In a note released Wednesday, Oxford Economics said Vietnam and the Philippines will grow faster than the rest of a peer group it calls the ASEAN-6, whose other members are Indonesia, Malaysia, Singapore and Thailand.

“We expect a solid rebound in growth this year across the region. Vietnam and the Philippines are set to outpace the rest, although in the case of the Philippines this reflects low base effects after last year’s sharp contraction,” it said.

Oxford Economics expects the Philippine economy to rebound by 7.7% this year after an estimated 10% slump in 2020, the deepest contraction of gross domestic product (GDP) in the region.

“Thailand and the Philippines have lagged. Travel restrictions have weighed on the recovery in Thailand, despite its earlier success in controlling infections, while prolonged lockdowns have weighed on activity in the Philippines,” it said.

Quarantine restrictions in the Philippines have been eased to a more relaxed form in late 2020 but travel is still limited and subject to health protocols.

The Philippine Statistics Authority will report on Thursday official GDP data for the fourth quarter and for 2020.

A BusinessWorld poll last week yielded a median estimate of a GDP contraction of 8.5% for the fourth quarter and a 9.5% contraction in 2020.

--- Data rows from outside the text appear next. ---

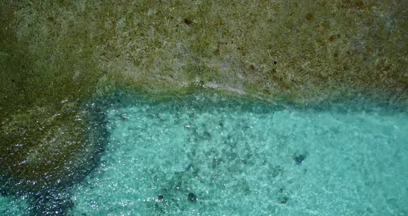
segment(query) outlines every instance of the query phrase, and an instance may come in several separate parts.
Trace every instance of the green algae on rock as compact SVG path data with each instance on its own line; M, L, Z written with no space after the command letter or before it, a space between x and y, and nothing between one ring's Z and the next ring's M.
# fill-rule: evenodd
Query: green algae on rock
M36 190L68 181L64 165L86 163L70 162L87 139L84 101L112 84L164 94L204 86L308 105L361 94L406 107L407 8L361 0L1 1L1 174Z

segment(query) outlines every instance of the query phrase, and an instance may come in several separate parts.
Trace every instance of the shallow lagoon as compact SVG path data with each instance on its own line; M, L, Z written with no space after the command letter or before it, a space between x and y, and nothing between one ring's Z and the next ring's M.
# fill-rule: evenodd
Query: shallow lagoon
M74 215L408 214L406 111L214 93L109 100L109 141L72 189ZM24 201L0 204L19 215Z

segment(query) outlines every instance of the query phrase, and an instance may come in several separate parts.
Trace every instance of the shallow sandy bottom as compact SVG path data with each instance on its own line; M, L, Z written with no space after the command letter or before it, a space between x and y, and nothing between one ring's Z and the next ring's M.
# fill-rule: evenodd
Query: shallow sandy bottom
M117 99L101 164L73 190L74 215L408 215L406 112ZM1 199L3 213L24 206Z

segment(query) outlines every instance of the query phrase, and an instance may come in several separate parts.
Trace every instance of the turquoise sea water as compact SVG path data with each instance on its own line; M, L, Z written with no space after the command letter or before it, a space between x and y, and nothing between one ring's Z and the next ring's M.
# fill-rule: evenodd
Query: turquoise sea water
M407 111L110 100L109 141L72 189L73 215L408 215ZM24 204L0 199L3 214Z

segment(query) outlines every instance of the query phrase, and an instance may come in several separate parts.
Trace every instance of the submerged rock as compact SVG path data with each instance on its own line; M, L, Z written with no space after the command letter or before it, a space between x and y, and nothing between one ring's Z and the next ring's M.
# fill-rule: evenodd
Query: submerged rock
M187 199L189 201L191 202L196 202L197 201L197 196L192 192L189 192L188 195L187 196Z
M297 165L300 165L300 164L302 164L303 161L304 161L306 159L306 156L307 156L306 154L295 154L293 156L293 159L295 160L295 162L296 163Z
M1 125L0 191L28 198L33 215L68 212L73 206L67 188L96 168L107 135L104 114L94 105L74 116L52 116L43 131L36 130L31 121L41 119L38 116L44 113L34 110L29 118L17 116Z

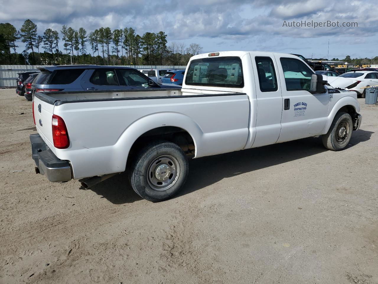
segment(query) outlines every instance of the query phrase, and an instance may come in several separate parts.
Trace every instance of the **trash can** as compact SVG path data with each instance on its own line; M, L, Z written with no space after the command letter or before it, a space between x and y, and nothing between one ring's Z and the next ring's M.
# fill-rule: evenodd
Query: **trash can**
M368 88L365 90L365 103L375 105L378 100L378 88Z

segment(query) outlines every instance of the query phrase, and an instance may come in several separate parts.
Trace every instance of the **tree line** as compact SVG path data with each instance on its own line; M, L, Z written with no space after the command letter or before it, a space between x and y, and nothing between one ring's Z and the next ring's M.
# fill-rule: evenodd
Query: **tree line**
M25 48L18 53L20 41ZM167 43L163 31L141 36L131 27L102 27L88 33L65 25L59 31L48 28L40 35L28 19L19 31L9 23L0 23L0 64L186 65L202 50L196 43Z

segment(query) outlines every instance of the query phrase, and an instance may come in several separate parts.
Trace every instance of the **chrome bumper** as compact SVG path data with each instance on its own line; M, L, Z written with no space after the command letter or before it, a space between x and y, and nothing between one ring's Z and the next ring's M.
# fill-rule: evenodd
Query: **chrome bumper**
M29 138L37 173L44 175L53 183L64 182L72 179L70 163L55 156L39 134L32 134Z
M357 116L353 121L353 130L357 130L359 129L359 127L362 123L362 115L359 114L357 114Z

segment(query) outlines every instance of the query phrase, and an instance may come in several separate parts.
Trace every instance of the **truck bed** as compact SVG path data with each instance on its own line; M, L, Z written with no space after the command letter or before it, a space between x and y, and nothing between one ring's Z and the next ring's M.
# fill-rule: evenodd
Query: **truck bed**
M79 102L83 101L98 101L102 100L123 100L127 99L151 98L163 97L194 95L211 95L214 94L231 94L231 92L219 92L202 90L180 89L135 89L122 91L119 90L88 91L86 92L51 92L36 93L35 95L42 100L57 105L67 103Z
M192 136L195 157L242 149L249 135L246 94L197 89L36 93L37 131L74 179L125 170L134 142L152 130L180 128ZM54 146L53 115L67 126L70 144Z

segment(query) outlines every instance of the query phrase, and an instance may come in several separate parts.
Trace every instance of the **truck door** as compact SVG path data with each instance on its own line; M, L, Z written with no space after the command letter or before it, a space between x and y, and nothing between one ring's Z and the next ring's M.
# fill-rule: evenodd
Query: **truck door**
M274 57L251 56L257 70L255 76L257 112L256 136L252 147L275 143L281 131L282 98L278 84L277 64Z
M276 55L283 100L278 142L322 134L327 120L327 92L310 92L313 71L299 59Z

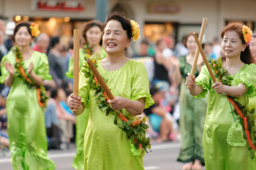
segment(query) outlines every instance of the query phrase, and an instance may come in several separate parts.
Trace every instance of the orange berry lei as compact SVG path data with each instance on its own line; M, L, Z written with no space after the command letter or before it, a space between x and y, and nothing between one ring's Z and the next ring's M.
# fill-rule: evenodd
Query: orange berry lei
M37 90L38 102L40 107L45 107L46 106L48 97L46 95L46 92L43 86L38 86L37 85L29 76L25 72L25 70L23 67L23 57L20 51L19 47L16 46L13 49L13 53L15 55L16 64L15 64L15 71L17 76L21 77L27 84L29 88L34 88Z
M29 26L29 28L31 30L31 35L33 36L34 37L38 36L40 32L38 25L35 22L32 22Z
M231 86L231 84L233 79L222 67L222 63L221 57L219 58L216 61L212 61L211 65L211 68L215 72L215 77L218 78L218 81L223 84ZM234 110L232 112L237 116L239 115L242 119L240 123L243 127L244 136L247 139L250 146L249 150L252 150L251 156L252 158L254 157L254 150L256 149L256 115L255 115L255 109L252 106L249 108L247 106L243 106L235 99L238 97L234 97L226 95L228 100L234 106ZM248 99L247 105L248 103Z
M243 26L242 32L244 35L244 38L245 42L247 44L247 46L250 44L250 41L253 37L252 37L252 31L246 25Z
M89 58L95 67L97 67L96 62L101 60L98 54L95 52L94 55L91 57L88 54L86 54L85 56L85 61ZM145 130L149 127L145 123L146 120L146 117L143 118L142 120L141 120L141 117L137 117L136 120L135 120L131 118L129 115L123 114L122 110L113 109L110 104L107 103L109 99L98 83L97 78L94 76L87 63L85 63L85 65L83 67L86 68L87 70L82 71L84 74L84 76L86 78L89 78L86 83L90 85L91 90L94 93L92 97L95 97L94 102L96 102L99 109L104 112L106 112L106 116L108 115L110 113L115 116L114 123L126 133L130 140L131 145L134 145L135 149L136 149L136 152L137 152L137 150L140 150L141 156L145 155L145 152L148 153L147 149L150 149L151 145L149 137L146 138L145 136ZM107 82L108 80L102 78L105 82ZM118 117L121 119L121 123L117 123ZM133 152L132 147L131 150L134 154L136 154Z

The economy shrank by 10% in the first nine months of 2020, declining by 0.7%, 16.9%, and 11.4% in the first to third quarters, respectively.

Leading the region’s recovery, Oxford Economics projected Vietnam’s economy to grow 7.7% this year after it posted an estimated 2% gain in 2020, owing to the country’s successful containment of its coronavirus disease 2019 (COVID-19) outbreak.

“Vietnam has been a clear winner, as its successful containment of infections has led to faster normalization in activity, with GDP already back above pre-COVID-19 levels,” it said.

It expects both Singapore and Malaysia to expand by 5% this year, followed by Indonesia with 4.7% growth and Thailand with 4.3%.

The regional GDP growth average for the ASEAN-6 is projected at 5.3% in 2021.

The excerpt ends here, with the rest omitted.